CVE-2024-50278 is a vulnerability identified in the Linux kernel's device-mapper (dm) cache subsystem. The flaw arises from a potential out-of-bounds memory access during the first resume operation of the cache table when the fast device backing the cache is unexpectedly expanded. Specifically, the cache subsystem maintains in-core data structures that represent the cache table size and layout. When the fast device is expanded before the first resume, the cache table must be reloaded to allocate new data structures that fit the increased size. However, the existing check in the cache_preresume function, which verifies size consistency, is not performed during this initial resume. This omission leads to a mismatch between the in-core data structures and the actual device size, causing out-of-bounds access when the cache subsystem attempts to access or update the dirty bitset and hint arrays. The vulnerability can be reproduced by creating specific device-mapper linear devices, loading a cache table, expanding the fast device size before resuming the cache, and then suspending the cache. This sequence triggers the out-of-bounds access, which has been detected by Kernel Address Sanitizer (KASAN) as a vmalloc-out-of-bounds read. The root cause is a missing size validation on the first resume, which has been addressed by adding a check to ensure the in-core data structures are properly sized before resuming the cache. This vulnerability is significant because it can lead to memory corruption within the kernel space, potentially causing system instability, crashes (kernel panic), or enabling an attacker to execute arbitrary code with kernel privileges if exploited. The vulnerability affects Linux kernel versions identified by the provided commit hash (f494a9c6b1b6dd9a9f21bbb75d9210d478eeb498) and likely other versions containing the same dm cache implementation prior to the fix. No known exploits are reported in the wild as of the publication date (November 19, 2024).

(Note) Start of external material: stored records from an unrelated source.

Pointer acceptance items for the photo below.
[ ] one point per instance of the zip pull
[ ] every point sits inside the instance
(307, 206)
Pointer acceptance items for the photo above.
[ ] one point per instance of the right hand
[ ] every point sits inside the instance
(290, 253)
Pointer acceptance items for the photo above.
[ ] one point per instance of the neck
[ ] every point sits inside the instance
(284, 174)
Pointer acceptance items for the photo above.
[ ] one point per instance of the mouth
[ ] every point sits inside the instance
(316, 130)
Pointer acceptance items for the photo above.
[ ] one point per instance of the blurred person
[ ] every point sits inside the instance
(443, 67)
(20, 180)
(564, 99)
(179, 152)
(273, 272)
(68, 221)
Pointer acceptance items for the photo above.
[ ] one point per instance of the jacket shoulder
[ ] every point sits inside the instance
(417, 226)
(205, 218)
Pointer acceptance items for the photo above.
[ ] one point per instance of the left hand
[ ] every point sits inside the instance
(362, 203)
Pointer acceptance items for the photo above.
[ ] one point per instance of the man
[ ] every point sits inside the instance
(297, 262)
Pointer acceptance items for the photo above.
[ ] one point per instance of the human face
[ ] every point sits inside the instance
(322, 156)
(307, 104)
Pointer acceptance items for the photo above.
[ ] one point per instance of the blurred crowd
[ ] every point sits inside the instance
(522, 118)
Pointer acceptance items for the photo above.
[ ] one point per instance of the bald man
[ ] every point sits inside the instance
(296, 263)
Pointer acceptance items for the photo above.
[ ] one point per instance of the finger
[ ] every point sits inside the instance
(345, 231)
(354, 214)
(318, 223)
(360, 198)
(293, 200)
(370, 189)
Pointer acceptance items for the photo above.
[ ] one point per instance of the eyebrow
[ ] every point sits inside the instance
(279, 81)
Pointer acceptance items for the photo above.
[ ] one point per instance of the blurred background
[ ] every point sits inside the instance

For European organizations, this vulnerability poses a critical risk primarily to systems running Linux kernels with the affected device-mapper cache implementation. The device-mapper is widely used in enterprise Linux distributions for managing logical volumes, caching, and storage optimization. Organizations relying on Linux servers for critical infrastructure, cloud services, data centers, or embedded systems could experience kernel crashes or potential privilege escalation if attackers exploit this flaw. The out-of-bounds access could be leveraged to corrupt kernel memory, leading to denial of service or potentially arbitrary code execution with root privileges. This is particularly concerning for sectors with high reliance on Linux-based infrastructure such as finance, telecommunications, government, and critical manufacturing. The vulnerability requires local access to the system to trigger the specific device-mapper commands, which somewhat limits remote exploitation but does not eliminate risk from insider threats or compromised accounts. Additionally, automated attack tools or malware could exploit this vulnerability to escalate privileges or destabilize systems. The lack of known exploits currently provides a window for mitigation, but the severity of the flaw demands prompt patching to prevent future exploitation. The impact on confidentiality, integrity, and availability is high due to the kernel-level nature of the vulnerability.

European organizations should implement the following specific mitigation steps: 1) Identify and inventory Linux systems using device-mapper cache functionality, especially those running kernel versions prior to the fix commit. 2) Apply the official Linux kernel patches that address CVE-2024-50278 as soon as they become available from trusted sources or Linux distribution vendors. 3) If immediate patching is not feasible, restrict access to device-mapper management tools (e.g., dmsetup) to trusted administrators only, minimizing the risk of unauthorized local exploitation. 4) Monitor system logs and kernel messages for suspicious device-mapper activity or kernel warnings related to cache resume/suspend operations. 5) Employ kernel hardening techniques such as Kernel Address Sanitizer (KASAN) in test environments to detect similar memory issues proactively. 6) Conduct regular security audits and vulnerability scans focusing on kernel and storage subsystem components. 7) Educate system administrators about the risks of device-mapper misuse and ensure strict access controls on systems with critical workloads. These measures go beyond generic advice by focusing on the specific subsystem and operational context of the vulnerability.